Chance me: Harvard, Yale, Stanford, UPenn, Columbia, NYU, Chicago. Other top schools?

I am currently an Undergraduate Economics major at UMass Amherst. I will be graduating a year early (next year) due to AP credits, but I am enrolled in an accelerated masters in Public Policy program, so I will be at UMass for an additional year to get my masters after (4 years total between undergrad and grad). I currently have a 3.9 GPA, and am looking to potentially raise it to around a 3.93 by the time I graduate. For the time being, I am going to assume that I will perform well on the LSAT (I’m particularly strong in logic based thinking- having done extremely well in courses like Game Theory).

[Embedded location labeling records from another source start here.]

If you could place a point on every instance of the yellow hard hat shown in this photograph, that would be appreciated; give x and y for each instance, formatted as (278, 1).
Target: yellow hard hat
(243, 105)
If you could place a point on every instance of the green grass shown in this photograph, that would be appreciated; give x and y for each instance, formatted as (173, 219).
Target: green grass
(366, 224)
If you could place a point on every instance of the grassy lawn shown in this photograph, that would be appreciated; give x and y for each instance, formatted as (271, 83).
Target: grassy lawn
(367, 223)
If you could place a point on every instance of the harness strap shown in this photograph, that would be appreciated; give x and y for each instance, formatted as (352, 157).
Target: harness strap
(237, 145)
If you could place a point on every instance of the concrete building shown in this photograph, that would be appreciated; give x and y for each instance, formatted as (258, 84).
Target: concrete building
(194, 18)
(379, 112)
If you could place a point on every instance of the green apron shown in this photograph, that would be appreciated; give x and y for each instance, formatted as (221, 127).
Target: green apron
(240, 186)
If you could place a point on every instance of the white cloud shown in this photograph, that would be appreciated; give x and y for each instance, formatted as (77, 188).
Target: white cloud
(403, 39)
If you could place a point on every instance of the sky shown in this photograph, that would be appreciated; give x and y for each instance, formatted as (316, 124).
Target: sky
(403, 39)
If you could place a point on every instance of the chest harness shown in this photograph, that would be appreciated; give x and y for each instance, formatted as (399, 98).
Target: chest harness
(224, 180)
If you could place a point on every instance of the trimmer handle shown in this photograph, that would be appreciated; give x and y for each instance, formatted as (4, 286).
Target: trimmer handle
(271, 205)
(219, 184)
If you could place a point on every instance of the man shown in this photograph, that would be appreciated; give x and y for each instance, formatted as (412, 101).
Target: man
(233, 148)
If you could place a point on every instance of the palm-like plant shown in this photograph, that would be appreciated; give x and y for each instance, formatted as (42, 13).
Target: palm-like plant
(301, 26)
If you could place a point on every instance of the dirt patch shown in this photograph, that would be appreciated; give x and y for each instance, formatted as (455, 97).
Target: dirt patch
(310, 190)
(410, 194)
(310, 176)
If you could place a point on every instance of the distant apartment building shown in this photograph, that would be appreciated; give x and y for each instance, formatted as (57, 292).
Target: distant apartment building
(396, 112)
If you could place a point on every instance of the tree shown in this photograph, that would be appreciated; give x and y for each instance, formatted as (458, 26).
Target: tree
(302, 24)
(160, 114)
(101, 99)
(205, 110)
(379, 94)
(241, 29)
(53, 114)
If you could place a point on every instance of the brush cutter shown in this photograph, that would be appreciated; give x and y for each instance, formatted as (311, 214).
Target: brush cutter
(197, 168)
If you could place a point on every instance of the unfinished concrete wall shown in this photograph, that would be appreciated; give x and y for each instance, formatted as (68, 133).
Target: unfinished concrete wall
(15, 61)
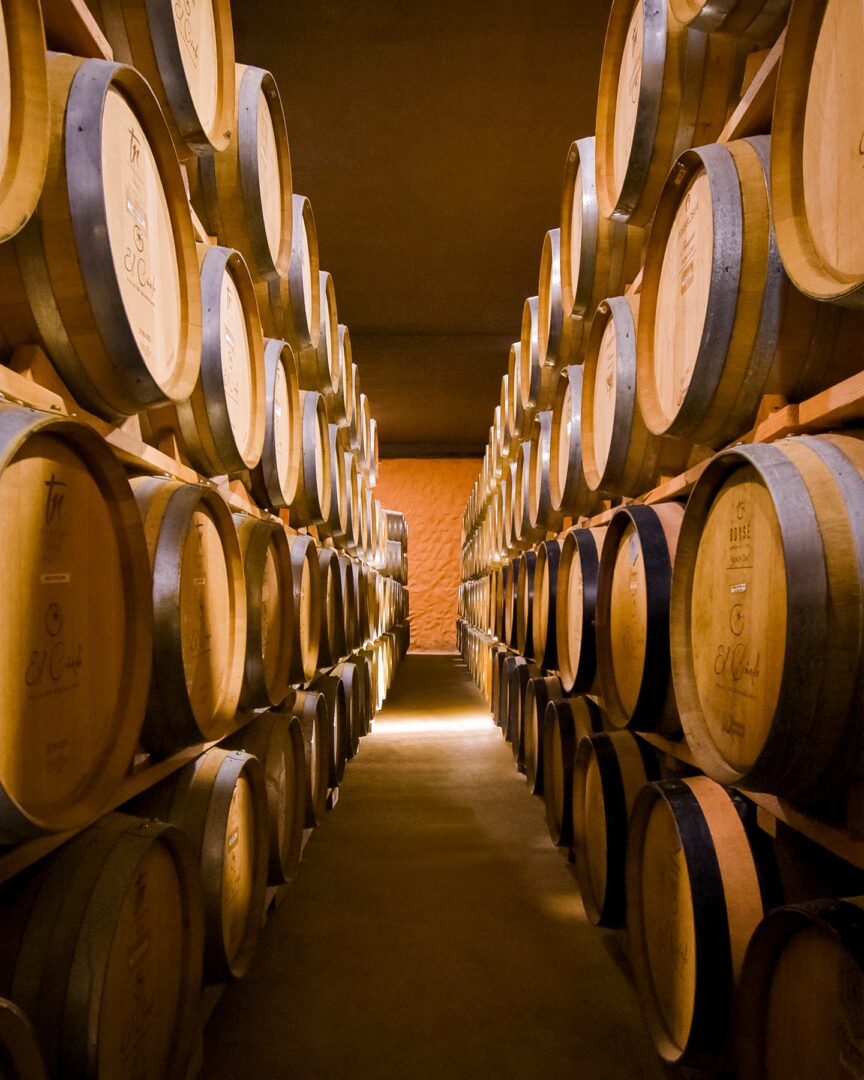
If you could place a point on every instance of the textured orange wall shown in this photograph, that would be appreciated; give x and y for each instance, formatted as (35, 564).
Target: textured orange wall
(431, 493)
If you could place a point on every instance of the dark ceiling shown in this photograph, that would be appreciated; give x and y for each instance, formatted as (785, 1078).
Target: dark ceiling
(430, 138)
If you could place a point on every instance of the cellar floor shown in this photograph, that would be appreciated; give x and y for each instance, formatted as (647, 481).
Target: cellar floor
(433, 932)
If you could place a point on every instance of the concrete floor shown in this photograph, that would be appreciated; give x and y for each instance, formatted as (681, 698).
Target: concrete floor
(433, 932)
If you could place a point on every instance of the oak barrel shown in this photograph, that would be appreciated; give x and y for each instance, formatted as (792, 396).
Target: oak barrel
(569, 491)
(245, 190)
(273, 481)
(105, 274)
(219, 800)
(275, 739)
(619, 455)
(223, 422)
(267, 569)
(565, 723)
(767, 615)
(108, 962)
(633, 618)
(311, 502)
(76, 652)
(799, 998)
(308, 613)
(817, 183)
(576, 607)
(699, 879)
(186, 52)
(310, 707)
(24, 113)
(719, 324)
(598, 255)
(663, 88)
(199, 613)
(611, 768)
(21, 1057)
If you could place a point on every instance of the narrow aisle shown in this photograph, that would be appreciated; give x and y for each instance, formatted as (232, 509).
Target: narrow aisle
(433, 930)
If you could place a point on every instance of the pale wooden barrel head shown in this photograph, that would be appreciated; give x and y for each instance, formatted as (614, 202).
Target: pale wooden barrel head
(24, 113)
(683, 295)
(73, 659)
(112, 945)
(140, 238)
(801, 991)
(739, 617)
(21, 1057)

In the way of my resume, I am a bit lacking. I held a tutoring job this past year (two semesters), but left the job at the end of the year due to limited hours. I am not involved in any clubs, but I am a founding father and secretary of a fraternity on campus. I also work at the dining hall serving food and scrubbing dishes since last semester, and plan to continue there next year. I was also on the winning team of the Undergraduate Economics Club Debate this past year (although I am not in the club), and was named the recipient of two scholarships for academic excellence in Economics (both were awarded by committees, I didn’t apply for them).

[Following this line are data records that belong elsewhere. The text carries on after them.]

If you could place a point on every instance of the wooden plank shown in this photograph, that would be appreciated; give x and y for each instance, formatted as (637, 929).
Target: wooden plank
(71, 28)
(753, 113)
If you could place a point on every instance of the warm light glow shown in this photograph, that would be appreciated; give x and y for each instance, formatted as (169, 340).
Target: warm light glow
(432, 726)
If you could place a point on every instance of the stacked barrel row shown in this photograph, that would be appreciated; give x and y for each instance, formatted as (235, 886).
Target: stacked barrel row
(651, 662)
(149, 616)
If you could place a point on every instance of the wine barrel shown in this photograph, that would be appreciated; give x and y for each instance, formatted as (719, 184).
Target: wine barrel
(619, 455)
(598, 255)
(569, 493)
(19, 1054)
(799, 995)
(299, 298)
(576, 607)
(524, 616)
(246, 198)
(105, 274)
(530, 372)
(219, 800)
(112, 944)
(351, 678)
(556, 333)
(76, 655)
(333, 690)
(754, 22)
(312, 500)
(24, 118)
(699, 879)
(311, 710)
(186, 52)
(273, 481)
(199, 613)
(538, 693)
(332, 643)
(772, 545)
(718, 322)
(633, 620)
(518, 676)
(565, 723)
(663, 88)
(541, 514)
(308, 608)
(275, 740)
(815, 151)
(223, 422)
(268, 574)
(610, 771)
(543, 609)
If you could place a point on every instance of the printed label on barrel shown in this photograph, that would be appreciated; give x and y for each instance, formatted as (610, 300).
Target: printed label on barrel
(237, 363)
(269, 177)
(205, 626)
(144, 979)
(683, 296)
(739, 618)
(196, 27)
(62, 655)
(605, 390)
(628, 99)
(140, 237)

Law schools care about GPA and LSAT and not any of that other stuff (except Yale). Your GPA is good but you don’t have an LSAT score, so there’s no way to chance you.

And Stanford. (With a small class, they can be picky, too.)

You’ll need a high LSAT score and it would be best if you do some activities that show you following a life passion that will sync with your law degree. For example, if you want to use your law degree to save starving children, you should be volunteering at a children’s rights organization or group. As this week’s New York Times showed, the top law schools are doing just fine, as are their students and top graduates of other good schools, and so you shouldn’t rely on a top GPA and a top LSAT score alone.